New York Times should also seek answers from within

Source:Global Times Published: 2014-11-14 0:28:01

A few overseas media outlets, such as The New York Times and Bloomberg, are agitated over visa issuance for their China-based correspondents. These news organizations are well aware that some of their stories are unacceptable to China, and they have deliberately linked the suspension of visas to these stories.

An editorial in The New York Times Wednesday claimed that "it has no intention of altering its coverage to meet the demands of any government - be it that of China, the United States or any other nation."

The New York Times still wields huge influence in the global journalism profession. The editorial oozes with pride for being the top Western public opinion platform. It sends two clear messages. Since the newspaper is hard even on the US, it feels the Chinese government needs to accept its coverage and that China merits the serious and honest attention The New York Times gives to its coverage.

Conflicts between Western media and non-Western countries often occur. Recently, CNN announced it would go off-air in Russia due to changes in Russian media legislation. Under such friction, Western media outlets often proclaim their universal values and professionalism to conceal loyalty to both their own and national interests.

The US has a different system from China. The New York Times can disregard the feelings of the US government, but cannot neglect the feelings of most American people. Maintaining US interests is the boundary The New York Times must abide by.

The newspaper will not have the intention to cooperate with the Chinese government on important matters. Its coverage is often against China's interests. It shouldn't be surprised when some of its reports and opinions make Chinese people feel uncomfortable.

The New York Times will synchronize the newspaper's interests with American national interests much more than with Chinese national interests. We basically hold these practices to be normal. The New York Times needs to know its innate restrictions and weaknesses.
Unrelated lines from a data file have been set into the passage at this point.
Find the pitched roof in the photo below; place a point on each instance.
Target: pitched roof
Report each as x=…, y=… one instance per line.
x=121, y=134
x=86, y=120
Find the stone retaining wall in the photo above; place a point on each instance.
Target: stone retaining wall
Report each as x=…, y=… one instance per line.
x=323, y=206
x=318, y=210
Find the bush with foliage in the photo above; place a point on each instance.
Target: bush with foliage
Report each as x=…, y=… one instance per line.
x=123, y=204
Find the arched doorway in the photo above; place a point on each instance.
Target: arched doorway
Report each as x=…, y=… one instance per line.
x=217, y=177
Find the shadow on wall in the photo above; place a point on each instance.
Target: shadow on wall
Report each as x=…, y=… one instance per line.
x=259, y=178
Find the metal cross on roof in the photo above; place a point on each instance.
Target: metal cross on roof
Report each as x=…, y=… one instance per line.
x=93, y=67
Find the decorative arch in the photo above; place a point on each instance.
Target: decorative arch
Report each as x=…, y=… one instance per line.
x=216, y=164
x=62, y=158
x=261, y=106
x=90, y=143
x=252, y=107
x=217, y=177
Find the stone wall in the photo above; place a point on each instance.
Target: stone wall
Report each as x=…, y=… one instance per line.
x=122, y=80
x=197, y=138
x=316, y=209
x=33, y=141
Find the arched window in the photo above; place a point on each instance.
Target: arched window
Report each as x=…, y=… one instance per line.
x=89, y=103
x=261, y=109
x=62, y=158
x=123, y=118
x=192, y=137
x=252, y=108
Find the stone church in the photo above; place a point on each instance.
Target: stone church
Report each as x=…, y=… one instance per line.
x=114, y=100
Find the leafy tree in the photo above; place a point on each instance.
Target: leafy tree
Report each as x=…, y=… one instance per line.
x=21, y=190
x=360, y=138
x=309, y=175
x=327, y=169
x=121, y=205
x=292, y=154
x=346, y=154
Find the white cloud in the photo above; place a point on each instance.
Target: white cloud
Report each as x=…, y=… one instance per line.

Only then would it be willing to reflect on itself if there is conflict between it and the Chinese government.

The world is changing. If a news outlet dares to believe that it is always doing right and need not make adjustments when running into conflicts, it's certainly not something to shout about. The New York Times declares it has "no intention of altering" as if this is a directive that China should change for it. It sounds exciting, but it won't be surprising if the newspaper meets with rejection.

China is accelerating its reforms. But some Western media outlets step in to intervene in China's political process. This goes beyond their role.

As peers, we hope journalists at The New York Times can continue to work in China. When they find they cannot stay, they should also ask themselves why.